Both currents coincide, however, in the impossibility of positing an original and independent entity that legitimizes language as representation. There is no self fixed outside the discursive field. Deconstruction points to the absence of a full signifier; Eastern emptiness indicates that all appearance lacks a fixed essence. This absence does not refer to a negation, but to an opening: the condition of possibility of everything that manifests itself. It is not a deficient void, but a non-objectifiable totality: to hen, the One, or the formless Absolute. From this perspective, the consciousness that sustains experience is indistinguishable from the emptiness that constitutes it. Language, in its unfolding, does not refer to autonomous external realities, since these are revealed as effects of the signifying structure itself. Words do not reflect reality: they make it appear as such. Consciousness is only recognized through the marks of language, and these do not refer to a substantial beyond, but to a relational field that sustains them.
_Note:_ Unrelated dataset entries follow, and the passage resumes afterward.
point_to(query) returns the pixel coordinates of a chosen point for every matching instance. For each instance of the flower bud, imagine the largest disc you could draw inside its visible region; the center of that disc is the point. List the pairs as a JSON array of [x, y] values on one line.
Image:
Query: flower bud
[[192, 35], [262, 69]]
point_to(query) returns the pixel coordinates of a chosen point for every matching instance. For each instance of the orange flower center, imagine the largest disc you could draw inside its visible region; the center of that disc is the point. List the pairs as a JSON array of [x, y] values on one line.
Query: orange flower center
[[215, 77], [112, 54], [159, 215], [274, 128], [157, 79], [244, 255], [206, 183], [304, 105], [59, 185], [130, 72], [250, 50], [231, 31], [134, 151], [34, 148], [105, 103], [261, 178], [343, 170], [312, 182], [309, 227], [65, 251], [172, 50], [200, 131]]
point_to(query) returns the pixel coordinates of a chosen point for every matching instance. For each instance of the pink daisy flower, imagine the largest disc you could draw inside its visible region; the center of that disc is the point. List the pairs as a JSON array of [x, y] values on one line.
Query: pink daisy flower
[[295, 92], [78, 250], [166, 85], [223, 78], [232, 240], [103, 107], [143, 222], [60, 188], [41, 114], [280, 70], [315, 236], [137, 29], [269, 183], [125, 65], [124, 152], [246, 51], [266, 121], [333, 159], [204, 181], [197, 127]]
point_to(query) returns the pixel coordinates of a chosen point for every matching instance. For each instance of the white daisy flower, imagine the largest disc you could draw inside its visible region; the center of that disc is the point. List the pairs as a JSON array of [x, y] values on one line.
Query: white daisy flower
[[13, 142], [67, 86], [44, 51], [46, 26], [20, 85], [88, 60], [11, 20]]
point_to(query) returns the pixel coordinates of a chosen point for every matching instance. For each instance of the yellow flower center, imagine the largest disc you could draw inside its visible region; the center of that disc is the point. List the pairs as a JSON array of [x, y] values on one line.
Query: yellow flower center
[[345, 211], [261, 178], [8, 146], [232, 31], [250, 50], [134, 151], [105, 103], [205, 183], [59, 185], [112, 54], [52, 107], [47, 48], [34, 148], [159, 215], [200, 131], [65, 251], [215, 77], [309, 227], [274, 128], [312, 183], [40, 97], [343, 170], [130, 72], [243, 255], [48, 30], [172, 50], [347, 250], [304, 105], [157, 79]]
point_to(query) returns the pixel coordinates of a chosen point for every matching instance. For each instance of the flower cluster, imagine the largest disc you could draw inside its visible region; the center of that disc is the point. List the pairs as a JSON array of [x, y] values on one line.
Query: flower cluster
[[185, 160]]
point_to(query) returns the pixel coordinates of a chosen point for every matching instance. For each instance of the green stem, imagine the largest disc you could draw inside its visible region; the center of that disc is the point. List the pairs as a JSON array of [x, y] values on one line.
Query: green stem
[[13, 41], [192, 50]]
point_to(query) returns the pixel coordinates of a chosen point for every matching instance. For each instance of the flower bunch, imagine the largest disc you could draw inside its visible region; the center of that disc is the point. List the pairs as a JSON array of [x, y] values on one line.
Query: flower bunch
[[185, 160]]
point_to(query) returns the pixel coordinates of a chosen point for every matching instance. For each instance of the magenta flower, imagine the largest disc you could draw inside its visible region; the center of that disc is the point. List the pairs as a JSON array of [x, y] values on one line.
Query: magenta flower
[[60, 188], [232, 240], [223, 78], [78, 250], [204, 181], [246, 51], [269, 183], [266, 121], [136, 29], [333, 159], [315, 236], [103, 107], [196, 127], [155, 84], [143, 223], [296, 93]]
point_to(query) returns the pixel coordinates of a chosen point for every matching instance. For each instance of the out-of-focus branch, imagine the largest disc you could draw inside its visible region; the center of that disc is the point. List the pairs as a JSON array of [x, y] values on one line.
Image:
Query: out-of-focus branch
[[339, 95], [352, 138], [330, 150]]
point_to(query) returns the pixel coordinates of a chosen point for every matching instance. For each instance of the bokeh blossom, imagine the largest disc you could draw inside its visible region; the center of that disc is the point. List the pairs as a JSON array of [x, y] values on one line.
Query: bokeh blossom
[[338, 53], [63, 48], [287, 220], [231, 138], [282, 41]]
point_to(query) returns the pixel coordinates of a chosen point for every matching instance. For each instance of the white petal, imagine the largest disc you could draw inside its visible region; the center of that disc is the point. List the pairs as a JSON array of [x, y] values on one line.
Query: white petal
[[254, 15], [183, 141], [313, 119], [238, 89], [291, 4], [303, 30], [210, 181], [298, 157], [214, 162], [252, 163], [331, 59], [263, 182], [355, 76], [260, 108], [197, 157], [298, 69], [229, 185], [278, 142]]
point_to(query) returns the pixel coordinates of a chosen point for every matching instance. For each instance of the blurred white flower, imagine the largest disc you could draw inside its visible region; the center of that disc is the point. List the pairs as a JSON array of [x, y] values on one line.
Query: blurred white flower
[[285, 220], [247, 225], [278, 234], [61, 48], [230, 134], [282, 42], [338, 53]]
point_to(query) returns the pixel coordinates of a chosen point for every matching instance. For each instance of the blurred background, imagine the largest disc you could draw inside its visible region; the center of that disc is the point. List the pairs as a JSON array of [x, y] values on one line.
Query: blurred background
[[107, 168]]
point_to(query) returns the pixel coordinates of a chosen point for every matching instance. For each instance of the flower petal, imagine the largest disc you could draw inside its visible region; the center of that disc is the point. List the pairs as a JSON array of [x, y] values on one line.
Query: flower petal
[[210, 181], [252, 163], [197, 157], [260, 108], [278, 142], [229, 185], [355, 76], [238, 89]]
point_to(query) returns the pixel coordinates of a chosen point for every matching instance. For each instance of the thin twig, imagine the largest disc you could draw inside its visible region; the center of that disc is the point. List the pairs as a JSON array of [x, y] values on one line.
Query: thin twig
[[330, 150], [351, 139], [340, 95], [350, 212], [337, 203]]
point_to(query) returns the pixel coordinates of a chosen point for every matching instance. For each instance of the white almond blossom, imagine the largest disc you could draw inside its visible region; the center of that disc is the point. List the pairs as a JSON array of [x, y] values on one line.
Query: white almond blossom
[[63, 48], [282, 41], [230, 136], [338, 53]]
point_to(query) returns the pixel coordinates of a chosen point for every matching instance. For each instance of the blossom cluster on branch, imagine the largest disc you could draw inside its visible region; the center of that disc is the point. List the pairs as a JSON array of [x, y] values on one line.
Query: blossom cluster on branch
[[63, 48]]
In the experiences that different traditions have called nirvāṇa, samādhi, or enlightenment, no discursive truth is accessed, nor is any ultimate proposition formulated. There, thought, sign, and difference cease. Unity cannot be spoken, for every word fractures its immediacy. To realize the One is to annul the instance of the self, to cease speaking, to be nothing.
This ontological silence is also found in the biblical tradition, when it is stated:
כִּי לֹא-יִרְאַנִי הָאָדָם, וָחָי
“For no man shall see me and live”
(Exodus 33:20)
Here, reference is made to the constitutive limit of all experience of the Absolute: seeing God implies the annihilation of the subject. That is why He is the Unnameable. Any attempt to name Him turns Him into an object, thus nullifying His otherness. In this context, the liturgical formula:
הַמַּבְדִּיל בֵּין קֹדֶשׁ לְחוֹל
“He who separates between the holy and the secular”
What Derrida calls “the difference” that marks the threshold between language and its ineffable exterior. An exterior that is neither place nor substance, but an operative nothingness that makes all manifestation possible.
In this speculative horizon, where Derrida’s thought, biblical mysticism, and Eastern metaphysics converge, a non-substantialist ontology emerges. Language does not express essences; it reveals its inability to be founded outside itself. And in that impossibility, paradoxically, the absolute can be glimpsed.”